Иван Зотов. Улица Степная, дом восемь, квартира двенадцать.
Антон Изварин. Улица Станиславского, дом сто второй, квартира четыре.
С одним из них подсудимый Малыгин распивал водку. Артем дал такие показания на первом своем допросе, но в последующих начисто отрицает подобную связь и соглашается с тем, что, напившись дома до беспамятства, поехал за пивом и совершил преступление. Мне это нравится! Следователь твердой рукой так и записал: «...на проспект Ломоносова, где я и совершил преступление».

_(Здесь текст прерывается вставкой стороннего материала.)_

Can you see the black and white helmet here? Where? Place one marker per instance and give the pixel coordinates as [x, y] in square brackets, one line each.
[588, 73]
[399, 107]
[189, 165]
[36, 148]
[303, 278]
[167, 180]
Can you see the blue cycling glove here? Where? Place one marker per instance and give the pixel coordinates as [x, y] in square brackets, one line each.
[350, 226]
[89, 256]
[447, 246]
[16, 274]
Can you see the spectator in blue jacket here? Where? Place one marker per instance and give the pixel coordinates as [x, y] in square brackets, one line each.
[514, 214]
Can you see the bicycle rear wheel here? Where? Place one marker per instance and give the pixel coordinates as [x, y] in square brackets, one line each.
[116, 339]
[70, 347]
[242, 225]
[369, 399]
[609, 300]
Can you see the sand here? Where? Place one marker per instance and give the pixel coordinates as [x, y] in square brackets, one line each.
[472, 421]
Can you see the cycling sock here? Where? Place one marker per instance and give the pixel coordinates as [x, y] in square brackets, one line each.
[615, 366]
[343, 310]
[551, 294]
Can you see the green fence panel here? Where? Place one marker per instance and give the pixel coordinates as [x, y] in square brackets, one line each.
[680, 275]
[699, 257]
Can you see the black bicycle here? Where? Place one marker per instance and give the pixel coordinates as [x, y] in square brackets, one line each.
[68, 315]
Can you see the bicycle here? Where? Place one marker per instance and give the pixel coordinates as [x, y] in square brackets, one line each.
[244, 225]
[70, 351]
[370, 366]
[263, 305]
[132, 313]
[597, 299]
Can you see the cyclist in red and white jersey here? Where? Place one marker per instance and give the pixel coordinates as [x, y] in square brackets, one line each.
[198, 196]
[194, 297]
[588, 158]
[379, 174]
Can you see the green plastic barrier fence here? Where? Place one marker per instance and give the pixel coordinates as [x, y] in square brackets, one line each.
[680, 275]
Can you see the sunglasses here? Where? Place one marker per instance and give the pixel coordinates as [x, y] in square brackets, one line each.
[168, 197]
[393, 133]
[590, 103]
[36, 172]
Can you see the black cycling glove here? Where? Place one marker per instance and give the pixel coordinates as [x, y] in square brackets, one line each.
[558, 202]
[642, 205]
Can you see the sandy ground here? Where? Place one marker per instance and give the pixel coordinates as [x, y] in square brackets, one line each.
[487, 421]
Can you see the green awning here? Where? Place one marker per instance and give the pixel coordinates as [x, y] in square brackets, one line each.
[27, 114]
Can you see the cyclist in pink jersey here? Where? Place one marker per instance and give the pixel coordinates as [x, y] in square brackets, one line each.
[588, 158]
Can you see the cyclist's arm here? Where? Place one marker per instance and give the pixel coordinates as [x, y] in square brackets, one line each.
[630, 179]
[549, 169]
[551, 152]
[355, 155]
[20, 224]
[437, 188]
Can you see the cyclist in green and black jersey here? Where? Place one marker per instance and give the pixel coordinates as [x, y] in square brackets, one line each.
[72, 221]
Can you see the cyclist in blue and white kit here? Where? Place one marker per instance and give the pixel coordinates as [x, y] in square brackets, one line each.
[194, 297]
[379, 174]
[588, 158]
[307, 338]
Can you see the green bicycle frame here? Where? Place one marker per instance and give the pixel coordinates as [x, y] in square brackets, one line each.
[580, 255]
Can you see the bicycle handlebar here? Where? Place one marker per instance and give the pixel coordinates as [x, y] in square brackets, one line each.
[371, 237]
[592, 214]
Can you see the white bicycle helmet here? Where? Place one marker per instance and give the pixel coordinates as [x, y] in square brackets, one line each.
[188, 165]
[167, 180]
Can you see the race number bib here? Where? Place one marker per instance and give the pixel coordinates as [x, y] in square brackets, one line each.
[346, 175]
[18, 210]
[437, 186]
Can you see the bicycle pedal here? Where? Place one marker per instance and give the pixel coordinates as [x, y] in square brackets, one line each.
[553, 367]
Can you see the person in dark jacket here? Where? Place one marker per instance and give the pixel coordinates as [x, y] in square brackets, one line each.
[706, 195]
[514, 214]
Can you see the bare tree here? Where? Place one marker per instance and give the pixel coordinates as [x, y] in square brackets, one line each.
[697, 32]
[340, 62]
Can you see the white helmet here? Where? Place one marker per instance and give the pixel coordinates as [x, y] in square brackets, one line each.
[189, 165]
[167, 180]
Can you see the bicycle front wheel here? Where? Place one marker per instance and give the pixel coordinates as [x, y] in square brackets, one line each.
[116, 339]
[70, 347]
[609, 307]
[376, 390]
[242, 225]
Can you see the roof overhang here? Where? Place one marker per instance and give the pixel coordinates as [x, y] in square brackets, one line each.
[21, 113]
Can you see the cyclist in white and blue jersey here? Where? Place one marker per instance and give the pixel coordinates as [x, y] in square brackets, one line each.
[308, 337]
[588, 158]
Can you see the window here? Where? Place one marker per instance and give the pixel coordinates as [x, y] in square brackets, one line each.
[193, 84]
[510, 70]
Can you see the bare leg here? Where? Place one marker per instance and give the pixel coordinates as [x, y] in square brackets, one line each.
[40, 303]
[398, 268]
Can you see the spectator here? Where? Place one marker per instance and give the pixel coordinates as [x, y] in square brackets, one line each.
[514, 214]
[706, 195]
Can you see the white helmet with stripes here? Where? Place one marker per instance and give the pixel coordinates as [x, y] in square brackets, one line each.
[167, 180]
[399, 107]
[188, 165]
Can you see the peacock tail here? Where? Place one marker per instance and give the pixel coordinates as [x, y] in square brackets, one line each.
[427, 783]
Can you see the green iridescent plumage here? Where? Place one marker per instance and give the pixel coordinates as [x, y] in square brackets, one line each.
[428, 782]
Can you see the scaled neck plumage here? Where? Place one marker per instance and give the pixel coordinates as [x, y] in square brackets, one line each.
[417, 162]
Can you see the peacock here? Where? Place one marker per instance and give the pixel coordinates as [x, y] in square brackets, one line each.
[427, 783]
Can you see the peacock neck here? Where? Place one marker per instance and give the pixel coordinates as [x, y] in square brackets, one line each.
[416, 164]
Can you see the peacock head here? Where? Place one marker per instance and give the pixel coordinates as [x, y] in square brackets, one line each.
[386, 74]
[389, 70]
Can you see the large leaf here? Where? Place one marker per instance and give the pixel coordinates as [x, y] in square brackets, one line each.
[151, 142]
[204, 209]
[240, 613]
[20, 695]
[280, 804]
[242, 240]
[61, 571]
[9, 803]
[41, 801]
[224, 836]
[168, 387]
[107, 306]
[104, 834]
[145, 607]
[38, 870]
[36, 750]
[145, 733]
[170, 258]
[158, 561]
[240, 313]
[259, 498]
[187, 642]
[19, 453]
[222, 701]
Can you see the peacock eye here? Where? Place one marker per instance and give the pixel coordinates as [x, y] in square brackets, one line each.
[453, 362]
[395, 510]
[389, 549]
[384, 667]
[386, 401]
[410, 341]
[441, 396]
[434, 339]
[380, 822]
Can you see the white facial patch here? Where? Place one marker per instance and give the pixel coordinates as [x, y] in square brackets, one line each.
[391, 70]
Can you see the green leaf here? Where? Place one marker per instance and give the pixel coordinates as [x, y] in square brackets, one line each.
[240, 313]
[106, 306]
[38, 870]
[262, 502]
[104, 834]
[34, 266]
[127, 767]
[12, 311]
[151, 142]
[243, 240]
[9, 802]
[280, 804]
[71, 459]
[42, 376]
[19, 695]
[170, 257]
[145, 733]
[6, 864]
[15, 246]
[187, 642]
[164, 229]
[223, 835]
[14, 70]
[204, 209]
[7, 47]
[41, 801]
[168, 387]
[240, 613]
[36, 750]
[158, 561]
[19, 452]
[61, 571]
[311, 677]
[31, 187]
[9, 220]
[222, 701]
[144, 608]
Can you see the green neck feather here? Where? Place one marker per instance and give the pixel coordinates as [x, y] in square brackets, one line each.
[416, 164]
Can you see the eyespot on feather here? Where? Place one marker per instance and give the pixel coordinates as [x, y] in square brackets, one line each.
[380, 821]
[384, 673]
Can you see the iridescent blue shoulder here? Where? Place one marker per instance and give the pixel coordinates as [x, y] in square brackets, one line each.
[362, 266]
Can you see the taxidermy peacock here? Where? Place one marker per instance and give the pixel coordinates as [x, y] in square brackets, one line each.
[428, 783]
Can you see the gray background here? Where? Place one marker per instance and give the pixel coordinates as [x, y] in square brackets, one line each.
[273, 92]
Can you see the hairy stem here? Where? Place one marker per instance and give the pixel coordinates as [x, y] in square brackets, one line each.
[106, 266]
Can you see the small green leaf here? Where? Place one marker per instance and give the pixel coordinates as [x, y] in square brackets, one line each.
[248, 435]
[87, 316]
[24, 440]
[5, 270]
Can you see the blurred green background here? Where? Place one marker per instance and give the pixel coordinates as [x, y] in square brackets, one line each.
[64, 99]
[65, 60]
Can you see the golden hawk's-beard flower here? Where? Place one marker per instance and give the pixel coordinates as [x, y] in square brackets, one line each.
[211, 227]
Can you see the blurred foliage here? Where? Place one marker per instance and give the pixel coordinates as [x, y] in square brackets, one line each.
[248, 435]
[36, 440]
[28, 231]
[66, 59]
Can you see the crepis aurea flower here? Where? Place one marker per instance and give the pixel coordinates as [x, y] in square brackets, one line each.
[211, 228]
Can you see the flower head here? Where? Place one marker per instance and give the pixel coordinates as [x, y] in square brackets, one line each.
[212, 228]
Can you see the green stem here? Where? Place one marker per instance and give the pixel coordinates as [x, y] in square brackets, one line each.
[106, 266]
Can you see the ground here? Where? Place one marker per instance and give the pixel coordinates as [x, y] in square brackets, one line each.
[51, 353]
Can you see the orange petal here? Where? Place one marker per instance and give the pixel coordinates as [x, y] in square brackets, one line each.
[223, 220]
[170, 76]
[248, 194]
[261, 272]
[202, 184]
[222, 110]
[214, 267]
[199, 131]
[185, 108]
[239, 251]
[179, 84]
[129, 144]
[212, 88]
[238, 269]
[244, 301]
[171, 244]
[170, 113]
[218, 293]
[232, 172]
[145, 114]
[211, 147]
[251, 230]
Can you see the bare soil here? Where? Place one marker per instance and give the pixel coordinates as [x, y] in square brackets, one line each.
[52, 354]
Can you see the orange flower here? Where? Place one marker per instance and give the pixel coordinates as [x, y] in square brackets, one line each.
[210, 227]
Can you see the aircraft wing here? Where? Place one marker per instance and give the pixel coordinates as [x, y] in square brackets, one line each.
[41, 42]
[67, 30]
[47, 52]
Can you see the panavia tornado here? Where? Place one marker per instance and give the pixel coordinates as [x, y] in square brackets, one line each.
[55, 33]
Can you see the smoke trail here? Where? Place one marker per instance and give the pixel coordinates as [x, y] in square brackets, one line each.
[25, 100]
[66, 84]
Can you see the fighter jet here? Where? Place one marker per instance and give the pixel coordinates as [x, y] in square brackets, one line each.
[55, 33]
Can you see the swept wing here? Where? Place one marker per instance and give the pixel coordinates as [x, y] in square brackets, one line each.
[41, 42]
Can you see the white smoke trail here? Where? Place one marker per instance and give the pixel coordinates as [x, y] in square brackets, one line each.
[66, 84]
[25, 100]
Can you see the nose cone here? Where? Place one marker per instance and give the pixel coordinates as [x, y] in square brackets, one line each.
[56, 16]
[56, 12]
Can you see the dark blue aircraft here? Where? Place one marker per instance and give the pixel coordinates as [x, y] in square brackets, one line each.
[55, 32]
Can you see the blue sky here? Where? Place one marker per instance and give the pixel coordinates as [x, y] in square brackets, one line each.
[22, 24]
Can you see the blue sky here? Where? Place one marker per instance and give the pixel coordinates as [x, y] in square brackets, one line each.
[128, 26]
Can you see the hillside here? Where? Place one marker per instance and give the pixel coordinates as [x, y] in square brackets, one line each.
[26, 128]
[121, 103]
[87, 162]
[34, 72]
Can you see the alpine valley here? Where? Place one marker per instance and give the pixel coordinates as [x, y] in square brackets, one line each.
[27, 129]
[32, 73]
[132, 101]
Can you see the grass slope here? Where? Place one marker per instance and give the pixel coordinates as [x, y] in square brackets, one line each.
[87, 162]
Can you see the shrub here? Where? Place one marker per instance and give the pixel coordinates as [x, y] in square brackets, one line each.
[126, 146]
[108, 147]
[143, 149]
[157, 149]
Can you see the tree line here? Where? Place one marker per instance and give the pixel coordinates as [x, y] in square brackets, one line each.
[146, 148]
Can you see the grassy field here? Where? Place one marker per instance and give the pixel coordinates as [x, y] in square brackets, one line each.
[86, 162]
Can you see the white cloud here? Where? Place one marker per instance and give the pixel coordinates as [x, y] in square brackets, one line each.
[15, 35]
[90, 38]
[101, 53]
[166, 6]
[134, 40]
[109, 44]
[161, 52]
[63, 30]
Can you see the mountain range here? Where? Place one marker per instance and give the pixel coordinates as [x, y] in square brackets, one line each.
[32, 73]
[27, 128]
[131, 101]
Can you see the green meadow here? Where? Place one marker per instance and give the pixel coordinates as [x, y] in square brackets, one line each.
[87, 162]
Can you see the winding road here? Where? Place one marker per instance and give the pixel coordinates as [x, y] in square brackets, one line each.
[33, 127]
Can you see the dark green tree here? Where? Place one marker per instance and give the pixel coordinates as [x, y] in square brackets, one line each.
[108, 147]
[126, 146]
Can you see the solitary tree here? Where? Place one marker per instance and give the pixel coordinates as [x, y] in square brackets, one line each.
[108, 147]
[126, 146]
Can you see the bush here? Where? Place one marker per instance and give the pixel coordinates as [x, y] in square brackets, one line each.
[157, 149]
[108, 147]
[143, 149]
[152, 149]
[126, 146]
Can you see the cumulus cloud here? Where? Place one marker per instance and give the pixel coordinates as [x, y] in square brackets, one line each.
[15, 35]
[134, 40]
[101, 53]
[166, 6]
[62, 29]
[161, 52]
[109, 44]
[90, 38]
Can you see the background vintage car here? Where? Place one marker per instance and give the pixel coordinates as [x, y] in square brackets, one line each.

Саша позвонила мне на мобильный еще два часа назад и сообщила, что останется у своей мамы. Та приехала в гости к сестре и там почувствовала себя плохо.
Это открывает мне некоторые перспективы – я избавлю жену от волнений, связанных с моим непонятным отсутствием. Шестьдесят граммов пащенковского коньяка уже навсегда покинули мой организм, поэтому я смело засовываю пистолет за пояс брюк. С печенью у меня все в порядке, и никакая реакция Рапопорта не обнаружит перегар. Его просто нет. Смахнув со стола книжку, я вышел в прихожую и сразу огорчил Рольфа. Его иллюзии относительно совместной прогулки развеялись без следа сразу после того, как я указал ему на угол комнаты. Слишком вольготно будет для него прогуливаться всякий раз, когда хозяину приспичило выйти на улицу.
Улица встретила меня тихим фиолетовым светом и морозом. Облачившись в спортивную одежду, я снова перестал быть судьей Струге, легко узнаваемым рядом со своим домом и в суде. До улицы Степной чуть ближе, нежели до дома на улице Станиславского. По первому адресу и направимся. В гости к Ване Зотову.
«Что я делаю?» – в очередной раз спрашиваю я себя.
Я себя спасаю. Трудно быть беспристрастным и исполнять закон, ковыряясь в листах дела, пришитых для тебя к корочке уголовного дела милицейским следователем. Еще трудней его соблюдать, оставаясь невредимым.
Я спасаю себя. Уже в который раз. Я никогда не воспользуюсь тем, что добуду при отправлении правосудия, но я должен знать, кто и по какой причине бросает в окна моего служебного кабинета кирпичи. Я должен знать, кто станет следующей разменной фигурой в борьбе с моим правосудием. И еще мне хочется знать, из-за чего на самом деле я буду отправлять Артема Семеновича Малыгина в лагерь.
У дома пока неизвестного мне Зотова царит какое-то веселье. Три иномарки, льющаяся из всех трех веселая музыка. Несколько девиц, родившихся в год Московской олимпиады, пили шампанское прямо из горла и танцевали под три мелодии сразу. В машинах, развалясь на сиденьях, сидело пятеро парней. Не нужно быть провидцем, чтобы догадаться о том, что праздник в разгаре и все его участники основательно пьяны. Вся эта какофония была напрямую связана с распахнутым настежь окном третьего этажа. Судя по веселому галдежу, раздававшемуся из окон, внутри квартиры находилось приблизительно такое же количество празднующих.